The Comedy of Errors features typical Shakespearean mistaken identity confusion, times two. Two sets of twins are separated at birth, one set the "master" and the other set hired (bought?) by their parents to be the "servants." One of each ends up with each parent, who are separated, never to meet again. Until 25 years later. Somehow the twins ended up with the same name, so when Antipholus and Dromio arrive in Ephesus, they're instantly mistaken for the Antipholus and Dromio who live there, and can't understand why everyone knows them but they don't know anyone. Even Antipholus' wife is fooled, and is not happy when her husband doesn't want to come home for dinner. Meanwhile, the "real" Antipholus and Dromio are locked out of their own home (because they're already inside) and are exasperated when people start accusing them of things they haven't done. At times the wrong servant approaches the wrong master with something entirely other than what he asked for. Much hijinks and confusion ensue, until after 90 minutes the two pairs meet in a hilarious scene where, after a moment of confusion, all is set right.*

Marci Lucht, Jake Sung-Guk Sullivan, Timothy Daly, and
Nissa Nordland Morgan (photo by Travis Voels)
I'm pretty sure that in this play the two sets of twins are meant to be played by four different actors, at least that's how it was done the last time I saw it. But in this production, one actor (Jake Sung-Guk Sullivan) plays both Antipholuses, and one actor (Timothy Daly) plays both Dromios. A change of hat and accent tells us which twin we're watching, and the scenes with both twins (at the door of Antipholus' house and the conclusion) are quite cleverly done, with both actors nimbly switching from one to the other twin and back again, all within the same scene. Jake plays one Antipholus like a California surfer dude, and the other like an East Coast mobster, while Timothy gives both Dromios a frantic and relentless energy.

the cast of The Comedy of Errors (photo by Travis Voels)
Everyone in the cast (well directed by Marika Proctor) enunciates clearly, easily understood even over the ambient outdoor noise, adding hand gestures and vocal emphasis that make the meaning of the words clear. They teeter on the edge of being too broad, but when the ceiling is as high as the sky there's room for this sort of big acting, and it's really engaging and fun to watch. Besides the twins, other highlights in the cast include Marci Lucht as Antipholus' long-suffering wife, Nissa Nordland Morgan as her supportive sister, Dietrich Poppen as both the Duke and a frightened officer, Peter Simmons as the Antipholus twins' pop, and Thomas Henry, stealing scenes as a courtesan.
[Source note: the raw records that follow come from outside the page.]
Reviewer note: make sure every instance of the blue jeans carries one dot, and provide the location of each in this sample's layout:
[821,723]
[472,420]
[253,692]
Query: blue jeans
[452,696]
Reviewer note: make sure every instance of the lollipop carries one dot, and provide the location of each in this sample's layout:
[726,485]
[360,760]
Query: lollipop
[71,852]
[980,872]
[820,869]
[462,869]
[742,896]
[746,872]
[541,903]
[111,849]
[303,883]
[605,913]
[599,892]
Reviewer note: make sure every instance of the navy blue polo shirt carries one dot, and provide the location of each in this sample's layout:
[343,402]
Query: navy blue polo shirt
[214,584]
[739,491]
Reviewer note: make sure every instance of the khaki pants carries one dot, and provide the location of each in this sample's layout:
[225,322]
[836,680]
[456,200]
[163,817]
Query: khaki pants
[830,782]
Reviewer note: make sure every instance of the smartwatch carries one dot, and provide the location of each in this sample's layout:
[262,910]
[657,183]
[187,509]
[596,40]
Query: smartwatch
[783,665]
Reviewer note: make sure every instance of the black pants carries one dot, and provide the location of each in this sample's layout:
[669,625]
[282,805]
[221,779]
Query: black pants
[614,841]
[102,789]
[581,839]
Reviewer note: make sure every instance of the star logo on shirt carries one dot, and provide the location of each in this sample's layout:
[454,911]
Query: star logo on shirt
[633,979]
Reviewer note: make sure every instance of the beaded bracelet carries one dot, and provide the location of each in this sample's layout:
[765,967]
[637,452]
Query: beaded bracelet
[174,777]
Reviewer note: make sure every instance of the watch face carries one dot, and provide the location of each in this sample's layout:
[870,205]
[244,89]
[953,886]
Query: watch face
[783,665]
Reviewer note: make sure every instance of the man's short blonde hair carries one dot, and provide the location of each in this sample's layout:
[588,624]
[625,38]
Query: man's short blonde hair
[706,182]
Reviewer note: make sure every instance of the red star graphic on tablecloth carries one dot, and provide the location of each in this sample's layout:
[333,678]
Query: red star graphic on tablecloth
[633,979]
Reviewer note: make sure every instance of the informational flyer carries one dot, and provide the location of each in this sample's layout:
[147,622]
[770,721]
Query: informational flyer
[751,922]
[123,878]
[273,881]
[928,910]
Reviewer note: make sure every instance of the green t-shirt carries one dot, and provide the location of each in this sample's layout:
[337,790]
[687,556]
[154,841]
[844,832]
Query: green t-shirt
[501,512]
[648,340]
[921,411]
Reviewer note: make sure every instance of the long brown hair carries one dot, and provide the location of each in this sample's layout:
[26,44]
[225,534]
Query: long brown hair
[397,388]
Interspersed in the fast and furious action of the play are musical interludes with a sort of retro vibe, beginning with "One is the Loneliest Number" and concluding with "It Takes Two," with some Beatles and other tunes thrown in. The simple set is just a couple of structures serving as a backstage area, and a door with a curtain that is well-utilized for comedic effect.

Classical Actors Ensemble is one of the highlights of the #TCTheater summer season, and The Comedy of Errors falls right in their wheelhouse of fun, playful, accessible Shakespeare, the way it was meant to be. See the schedule here and find a performance near you.

curtain call (photo by Travis Voels)

*Plot summary borrowed from what I wrote about The Acting Company's 2011 production.